Thursday, July 18, 2024

When Will AI Capex Payback Happen First?

Most of us would likely agree that artificial intelligence benefits are going to take a while to be seen almost anywhere except the financial results of infrastructure providers, who clearly will benefit. Nor would that ever be unusual when an important new technology--not to mention a possible new general-purpose technology--first emerges. 


Indeed, analysts at Goldman Sachs say “leading tech giants, other companies, and utilities to spend an estimated $1 trillion on capex in coming years, including significant investments in data centers, chips, other AI infrastructure, and the power grid.” 


Still, “this spending has little to show for it so far.” Nor would one realistically expect to see quantifiable results so early. The pattern with general-purpose technologies is that the platforms and infrastructure must be built first, before use cases and apps can be developed. 

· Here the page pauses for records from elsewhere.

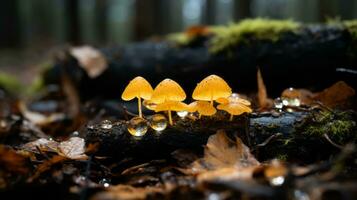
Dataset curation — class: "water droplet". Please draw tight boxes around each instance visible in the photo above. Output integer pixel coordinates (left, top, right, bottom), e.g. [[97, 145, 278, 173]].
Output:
[[99, 178, 110, 187], [228, 93, 240, 101], [143, 100, 156, 110], [100, 120, 113, 129], [294, 190, 310, 200], [274, 97, 284, 110], [0, 119, 8, 129], [281, 87, 301, 107], [150, 114, 167, 131], [176, 110, 188, 118], [128, 117, 148, 136], [282, 98, 301, 107], [71, 131, 79, 137], [270, 176, 285, 186]]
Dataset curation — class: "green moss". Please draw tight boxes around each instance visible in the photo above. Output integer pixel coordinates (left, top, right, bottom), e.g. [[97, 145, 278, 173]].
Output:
[[0, 73, 23, 94], [342, 20, 357, 41], [210, 18, 300, 53], [166, 33, 194, 46], [26, 61, 53, 95], [304, 111, 357, 143]]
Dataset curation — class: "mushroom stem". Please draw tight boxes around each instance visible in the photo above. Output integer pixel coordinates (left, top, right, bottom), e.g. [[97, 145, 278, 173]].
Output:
[[138, 97, 143, 118], [168, 110, 174, 126], [229, 114, 234, 121]]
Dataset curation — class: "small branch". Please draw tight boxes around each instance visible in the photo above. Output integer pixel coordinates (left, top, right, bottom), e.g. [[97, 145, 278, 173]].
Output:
[[256, 133, 282, 147], [323, 133, 343, 149]]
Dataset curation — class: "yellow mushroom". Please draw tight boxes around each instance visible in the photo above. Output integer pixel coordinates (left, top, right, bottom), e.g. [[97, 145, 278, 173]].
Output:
[[150, 79, 187, 125], [192, 75, 232, 105], [121, 76, 153, 117], [217, 100, 252, 121], [216, 93, 251, 106], [187, 101, 217, 118]]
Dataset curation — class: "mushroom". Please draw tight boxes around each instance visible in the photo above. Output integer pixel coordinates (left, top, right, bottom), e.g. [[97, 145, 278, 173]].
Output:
[[121, 76, 153, 118], [192, 75, 232, 106], [187, 101, 217, 118], [150, 79, 187, 125], [216, 93, 251, 106], [217, 95, 252, 121], [155, 101, 187, 125]]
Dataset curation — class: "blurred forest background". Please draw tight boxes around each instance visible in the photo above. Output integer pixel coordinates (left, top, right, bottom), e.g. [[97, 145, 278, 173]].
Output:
[[0, 0, 357, 82]]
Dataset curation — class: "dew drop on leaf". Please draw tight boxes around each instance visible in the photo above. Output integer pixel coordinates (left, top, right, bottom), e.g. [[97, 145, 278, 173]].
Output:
[[128, 117, 148, 137]]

Also, some functions are more susceptible to generative AI impact, for example, than others. 


Most of us would be willing to concede that customer service is one area where generative AI, for example, should produce results. Functions with many repeatable elements are commonly thought to be susceptible to AI automation. 


In a survey conducted for Bain, enterprise executives reported that better results were seen in sales; software development; marketing; customer service and customer onboarding, for example. Between October 2023 and February 2024, though, most other use cases seemed to produce less favorable outcomes than expected. 


source: Bain 


Generative AI thrives on well-defined patterns and processes, so jobs involving repetitive tasks with clear rules and minimal ambiguity are likely candidates for early change. 


But lots of functions and tasks are not routine or well structured; not simple but complex, so the range of use cases that can benefit near term is arguably limited. 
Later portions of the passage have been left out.